The big guns report this week. Israel will be firing lots of large weapons.
See what I did there? Now laugh. Because if gallows humor isn’t your thing, I’ll be a rough read.
No, but seriously, America’s biggest tech companies report earnings this week. Investors will hear from five of the Magnificent 7. Tesla did its part last week, soaring more than 20% on decent numbers and a lot of promises.
As a collective, the vaunted septet trades just off its July record. Valuations for the group are obviously quite rich. “The rise of a select group of ‘superstar’ firms explains why the cap-weighted S&P 500 index is both highly concentrated and trades at a high P/E multiple,” Goldman’s David Kostin remarked late last week, noting that the valuation premium for the top 10 stocks is now the most extreme since the dot-com days (figure on the left, below).
The figure on the right shows you how optimistic analysts are about the long-term outlook for the “superstars.” As Kostin pointed out, “consensus long-term growth expectations for the 10 largest stocks in the S&P 500 are currently in the 99th percentile relative to the past two decades.”
Remember: Overly-optimistic long-term growth expectations were part and parcel of the dot-com bust. It wasn’t just a grand unwind of generalized insanity, although it was partly that.
The Magnificent 7 comes into earnings over-owned according to professionals, who again identified the group as the “most crowded trade” on the planet in this month’s installment of BofA’s Global Fund Manager survey. “Long Magnificent 7” has now spent 19 months atop the crowded trade list.
As the color on the right (penned by BofA’s Michael Hartnett) notes, consensus around the Magnificent 7 as the most crowded trade reached 71% in July. So, when asked to identify the most crowded trade, nearly three-quarters of panelists said “Long Mag7.” That share dwindled to 43% as of this month, with “Long China” grabbing some votes amid stimulus bets.
Over the next several quarters, analysts generally expect big-tech earnings growth to level off at between 15% and 20%. By the end of next year, aggregate index EPS growth could be running very close to profit growth for the mega-caps.

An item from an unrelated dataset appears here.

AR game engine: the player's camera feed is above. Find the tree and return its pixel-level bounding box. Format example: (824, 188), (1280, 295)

The figure below shows how consensus expects the EPS growth gap to narrow.
Those expectations — for EPS growth to broaden out — are part and parcel of various “catch up trade” calls.
Of course, America’s mighty, monopolistic mega-caps are the corporate personification of “American exceptionalism,” and although nobody likes a monopoly in theory, people sure do like to invest in them. The monopoly business is a good business to be in if you can get away with it. If he were still alive, Frank Lucas would attest to that.
Anyway, the big guns, inclusive of Nvidia which won’t report until next month, probably grew earnings by nearly 20% in Q3 as a group. Whether or not that kind of growth — and, perhaps more to the point, the long-term potential for new, AI-related revenue streams to ensure the so-called “hyperscalers” retain their pole positions — is enough to justify current valuations is a matter for debate. But some worry the mechanical effect on index-level valuations in extremely concentrated benchmarks (i.e., benchmarks like the S&P and Nasdaq 100, where the heavyweights sport rich multiples) is perilous, particularly in the event one or more of those heavyweights fail to live up to lofty expectations.
“Despite the historical precedent that dominant firms in the index eventually exhibit decelerating growth, index-level valuation does not always price this risk,” Goldman’s Kostin went on, in the same note mentioned above. “While ‘one decision stocks’ may individually trade at high valuations on account of their greater potential return, at the aggregate index level the lack of valuation discount means investors are not always compensated for the lack of diversification and higher volatility embedded in a high concentration market.”





In re: Kostin remarks. Presumably a bright person at a high-toned Wall Street firm. However, the last cited paragraph is simply an expression of the inevitability of declining growth in every firm. Only so much of the output of any company can be consumed before demand becomes saturated. Nothing can grow indefinitely and when that something is also concentrated something bad is going to happen. It’s the law (stat and econ).